If you could travel back in time some 580 million years, you’d face a stark landscape of rocks and wide, braided rivers, lacking macroscopic animals or plants of any kind. Just 40 million years later, ancestors of many animal lineages existing today sprang to life in the Cambrian explosion. But in that intervening stretch 570–540 million years ago, toward the end of the geological Ediacaran period, a set of mysterious creatures populated Earth’s seabeds—and paleontologists have argued for decades about whether these organisms were animals; lichen; giant, single-cell amoeba-like organisms; or some other type of being.
The question is important because Ediacaran fossils “are the very first large fossils that appear in the entire geological record,” says Jochen Brocks, a paleobiogeochemist at Australian National University. “They sit between the world of microscopic organisms and the world of recognizable animals, and so they can give us a clue about how and when animals appeared on Earth.”

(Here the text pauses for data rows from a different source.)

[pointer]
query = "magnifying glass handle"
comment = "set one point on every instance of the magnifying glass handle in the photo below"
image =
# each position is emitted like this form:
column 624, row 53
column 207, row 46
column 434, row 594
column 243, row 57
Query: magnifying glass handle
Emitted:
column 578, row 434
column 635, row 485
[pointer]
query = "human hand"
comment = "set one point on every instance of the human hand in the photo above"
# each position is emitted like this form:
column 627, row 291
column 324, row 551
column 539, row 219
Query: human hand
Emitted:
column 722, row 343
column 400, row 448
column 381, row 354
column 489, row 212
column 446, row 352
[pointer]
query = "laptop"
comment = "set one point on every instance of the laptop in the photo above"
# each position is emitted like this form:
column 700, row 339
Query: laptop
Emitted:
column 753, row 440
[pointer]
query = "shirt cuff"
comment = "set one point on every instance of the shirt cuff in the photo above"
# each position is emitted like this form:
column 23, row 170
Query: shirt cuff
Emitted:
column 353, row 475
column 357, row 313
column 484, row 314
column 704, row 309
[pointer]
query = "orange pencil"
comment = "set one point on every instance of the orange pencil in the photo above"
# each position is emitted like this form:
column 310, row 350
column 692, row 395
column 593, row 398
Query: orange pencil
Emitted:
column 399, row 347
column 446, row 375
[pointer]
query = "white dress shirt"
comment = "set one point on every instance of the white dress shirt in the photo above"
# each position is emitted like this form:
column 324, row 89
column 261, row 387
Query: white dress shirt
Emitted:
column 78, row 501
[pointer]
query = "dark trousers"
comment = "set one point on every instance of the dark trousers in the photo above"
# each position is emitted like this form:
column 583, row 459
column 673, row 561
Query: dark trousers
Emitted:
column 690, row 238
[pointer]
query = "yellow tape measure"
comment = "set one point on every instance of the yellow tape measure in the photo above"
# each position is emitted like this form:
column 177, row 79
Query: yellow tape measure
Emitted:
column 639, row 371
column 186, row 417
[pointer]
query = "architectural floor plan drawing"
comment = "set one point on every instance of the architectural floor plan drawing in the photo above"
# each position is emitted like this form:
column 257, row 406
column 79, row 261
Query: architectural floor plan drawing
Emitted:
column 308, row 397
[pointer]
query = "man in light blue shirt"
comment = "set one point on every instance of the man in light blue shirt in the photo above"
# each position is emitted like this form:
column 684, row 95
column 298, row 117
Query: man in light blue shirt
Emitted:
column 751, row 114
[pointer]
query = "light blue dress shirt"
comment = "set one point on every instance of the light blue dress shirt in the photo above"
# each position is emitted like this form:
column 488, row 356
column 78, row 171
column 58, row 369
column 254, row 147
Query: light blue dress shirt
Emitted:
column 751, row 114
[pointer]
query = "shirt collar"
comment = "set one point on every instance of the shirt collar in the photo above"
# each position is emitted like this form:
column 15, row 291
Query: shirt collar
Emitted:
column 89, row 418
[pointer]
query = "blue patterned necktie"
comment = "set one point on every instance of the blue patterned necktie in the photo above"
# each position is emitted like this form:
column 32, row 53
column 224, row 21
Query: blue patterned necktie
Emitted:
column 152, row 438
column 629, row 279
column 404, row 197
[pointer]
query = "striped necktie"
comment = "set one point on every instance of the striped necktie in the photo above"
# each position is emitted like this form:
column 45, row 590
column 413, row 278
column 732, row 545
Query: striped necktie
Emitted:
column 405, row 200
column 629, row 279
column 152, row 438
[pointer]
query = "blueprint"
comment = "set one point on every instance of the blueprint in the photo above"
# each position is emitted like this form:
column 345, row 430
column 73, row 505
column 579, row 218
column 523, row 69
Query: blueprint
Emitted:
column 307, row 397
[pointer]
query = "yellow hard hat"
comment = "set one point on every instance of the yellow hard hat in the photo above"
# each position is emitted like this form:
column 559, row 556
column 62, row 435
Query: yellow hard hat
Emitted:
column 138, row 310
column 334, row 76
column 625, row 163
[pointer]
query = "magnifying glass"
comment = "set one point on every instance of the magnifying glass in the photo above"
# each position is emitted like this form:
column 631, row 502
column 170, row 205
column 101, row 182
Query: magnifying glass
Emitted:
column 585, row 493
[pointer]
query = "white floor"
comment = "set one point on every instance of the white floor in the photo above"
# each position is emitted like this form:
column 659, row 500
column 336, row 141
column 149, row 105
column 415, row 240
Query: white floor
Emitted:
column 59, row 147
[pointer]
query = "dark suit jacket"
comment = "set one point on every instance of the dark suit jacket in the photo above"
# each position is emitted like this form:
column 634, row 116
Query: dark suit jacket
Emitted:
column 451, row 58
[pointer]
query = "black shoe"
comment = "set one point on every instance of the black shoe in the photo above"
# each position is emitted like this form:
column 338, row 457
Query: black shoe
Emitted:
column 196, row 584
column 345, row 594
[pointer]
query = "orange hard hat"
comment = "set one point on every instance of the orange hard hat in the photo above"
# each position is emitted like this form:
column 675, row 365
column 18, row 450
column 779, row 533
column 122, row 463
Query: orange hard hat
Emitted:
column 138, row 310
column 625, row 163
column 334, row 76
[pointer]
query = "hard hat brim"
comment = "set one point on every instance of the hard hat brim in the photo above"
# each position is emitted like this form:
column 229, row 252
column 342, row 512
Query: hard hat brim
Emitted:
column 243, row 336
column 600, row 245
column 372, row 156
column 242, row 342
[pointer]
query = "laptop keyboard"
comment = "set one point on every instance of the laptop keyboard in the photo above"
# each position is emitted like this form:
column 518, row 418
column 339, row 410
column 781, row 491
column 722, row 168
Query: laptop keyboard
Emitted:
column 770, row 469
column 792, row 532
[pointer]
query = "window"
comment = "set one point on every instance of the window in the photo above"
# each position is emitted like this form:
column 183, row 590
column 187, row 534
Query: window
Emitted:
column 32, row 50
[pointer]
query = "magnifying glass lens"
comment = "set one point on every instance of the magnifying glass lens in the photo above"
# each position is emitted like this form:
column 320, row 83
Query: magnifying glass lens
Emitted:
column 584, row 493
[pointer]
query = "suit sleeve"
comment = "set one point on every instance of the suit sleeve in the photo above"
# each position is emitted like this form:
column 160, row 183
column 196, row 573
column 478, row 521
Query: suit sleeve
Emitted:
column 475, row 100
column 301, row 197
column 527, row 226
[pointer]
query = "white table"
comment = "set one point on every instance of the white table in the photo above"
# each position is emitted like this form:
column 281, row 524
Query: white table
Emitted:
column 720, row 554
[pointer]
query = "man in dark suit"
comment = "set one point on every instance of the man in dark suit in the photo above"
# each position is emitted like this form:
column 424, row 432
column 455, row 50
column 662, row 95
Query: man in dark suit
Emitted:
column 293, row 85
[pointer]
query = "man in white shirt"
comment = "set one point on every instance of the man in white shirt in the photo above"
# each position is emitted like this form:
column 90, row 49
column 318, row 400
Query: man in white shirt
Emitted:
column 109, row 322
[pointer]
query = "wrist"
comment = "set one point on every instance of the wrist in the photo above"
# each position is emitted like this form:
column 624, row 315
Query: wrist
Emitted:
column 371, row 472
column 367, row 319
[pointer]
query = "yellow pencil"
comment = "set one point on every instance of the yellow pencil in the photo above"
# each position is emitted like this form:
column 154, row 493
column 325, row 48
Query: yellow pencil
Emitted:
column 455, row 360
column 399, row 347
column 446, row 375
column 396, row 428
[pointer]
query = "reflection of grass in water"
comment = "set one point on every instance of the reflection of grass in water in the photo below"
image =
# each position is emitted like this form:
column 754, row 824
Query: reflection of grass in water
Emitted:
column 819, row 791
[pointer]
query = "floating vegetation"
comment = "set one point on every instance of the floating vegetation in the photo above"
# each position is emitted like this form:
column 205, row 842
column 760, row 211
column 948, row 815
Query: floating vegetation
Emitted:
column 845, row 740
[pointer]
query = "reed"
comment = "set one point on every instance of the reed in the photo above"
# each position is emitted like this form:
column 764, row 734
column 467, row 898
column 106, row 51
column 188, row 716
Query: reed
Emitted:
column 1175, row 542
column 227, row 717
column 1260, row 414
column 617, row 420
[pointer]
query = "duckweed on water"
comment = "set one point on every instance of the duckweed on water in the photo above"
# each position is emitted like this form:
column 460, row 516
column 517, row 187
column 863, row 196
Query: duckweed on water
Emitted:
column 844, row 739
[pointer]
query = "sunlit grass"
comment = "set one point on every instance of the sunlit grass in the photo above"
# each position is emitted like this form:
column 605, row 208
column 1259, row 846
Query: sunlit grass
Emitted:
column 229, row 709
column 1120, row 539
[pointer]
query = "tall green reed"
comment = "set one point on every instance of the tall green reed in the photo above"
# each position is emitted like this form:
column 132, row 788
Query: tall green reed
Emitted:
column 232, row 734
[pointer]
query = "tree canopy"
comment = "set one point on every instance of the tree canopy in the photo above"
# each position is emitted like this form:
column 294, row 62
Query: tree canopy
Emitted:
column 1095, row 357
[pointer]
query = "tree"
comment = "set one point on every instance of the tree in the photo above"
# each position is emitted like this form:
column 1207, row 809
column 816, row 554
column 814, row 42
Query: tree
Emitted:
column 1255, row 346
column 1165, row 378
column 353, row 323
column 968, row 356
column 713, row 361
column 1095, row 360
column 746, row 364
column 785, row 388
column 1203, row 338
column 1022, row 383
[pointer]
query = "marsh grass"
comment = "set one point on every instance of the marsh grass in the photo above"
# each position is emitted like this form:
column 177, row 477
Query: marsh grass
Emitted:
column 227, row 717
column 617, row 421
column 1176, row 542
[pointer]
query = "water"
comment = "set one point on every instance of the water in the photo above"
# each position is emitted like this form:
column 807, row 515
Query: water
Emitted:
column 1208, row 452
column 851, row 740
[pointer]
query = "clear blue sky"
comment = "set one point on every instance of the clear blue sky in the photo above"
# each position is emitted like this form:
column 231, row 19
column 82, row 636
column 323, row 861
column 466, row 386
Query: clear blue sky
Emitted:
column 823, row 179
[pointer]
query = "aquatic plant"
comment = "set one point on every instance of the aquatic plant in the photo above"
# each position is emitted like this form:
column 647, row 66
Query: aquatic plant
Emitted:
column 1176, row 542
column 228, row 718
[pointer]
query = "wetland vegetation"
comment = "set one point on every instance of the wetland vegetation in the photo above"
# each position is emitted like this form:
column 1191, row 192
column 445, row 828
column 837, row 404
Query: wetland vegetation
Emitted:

By analyzing the types of sterols present in a fossilized Ediacaran organism called Dickinsonia that was found with some of its soft tissue preserved, Brocks says his lab has now settled the debate: The fossil’s high abundance of cholestane—essentially fossil cholesterol—relative to other molecular skeletons pegs it as an animal (Science 2018, DOI: 10.1126/science.aat7228). “The idea that you can identify a fossil based on these lipid biomarkers, that has never been done before with such old fossils,” Brocks says.
Brocks’s team discovered the Dickinsonia and other Ediacaran fossils containing organic matter in sedimentary rock high in a cliff by the White Sea in northwest Russia. The harsh arctic spot is accessible for just a couple of weeks each year, after the ice has melted but before the mosquitoes become too thick. The researchers descended from the top of the cliff to the appropriate sediment layer by rope, hacked out large blocks of sandstone and let them drop to the beach below, and then picked through them to find organically preserved fossils. Back in the lab, the team used hydrochloric and hydrofluoric acid to dissolve the surrounding clay and sandstone, then applied organic solvents to extract the organic matter. Finally, the researchers analyzed its molecular content—as well as that of the surrounding rock—using gas chromatography/mass spectrometry.
The researchers found that greater than 97% of the sterols in the Dickinsonia sample were cholesteroids—27-carbon compounds that are present in almost all animals in the form of cholesterol, a key component of animal cell membranes. The cholesteroid found in the fossils was cholestane, which the scientists call the molecular fossil of cholesterol because it is the molecule to which cholesterol degenerates over hundreds of thousands of years.
Meanwhile, the sandstone above and below the Dickinsonia tissue contained predominantly 29-carbon molecules called stigmasteroids, indicative of the green algae film surrounding the fossil. Trace amounts of ergosteroids, 28-carbon molecules, were also present both in and around the fossil in small amounts.
“Nothing is absolutely definitive, but this is the very best evidence we’ve had” of Dickinsonia’s animal identity, Brocks says.
“It’s an important piece of the fossil evidence puzzle,” says Gordon Love, a geochemist at the University of California, Riverside, who was not involved in the work. “And it’s compatible with a view held by many paleontologists, that Dickinsonia was a pre-Cambrian macroscopic animal.”
Now that they know what molecules to look for, the researchers hope to use this technique in other organically preserved fossils. Not all the fossils from this time period are animals, Brocks notes: A study the group published earlier this year suggested that another Ediacaran fossil consisted of colonies of cyanobacteria (Nat. Ecol. Evol. 2018, DOI: 10.1038/s41559-017-0438-6). “It seems that the big creatures of Ediacaran biota were a collection of different experiments in becoming big,” he says.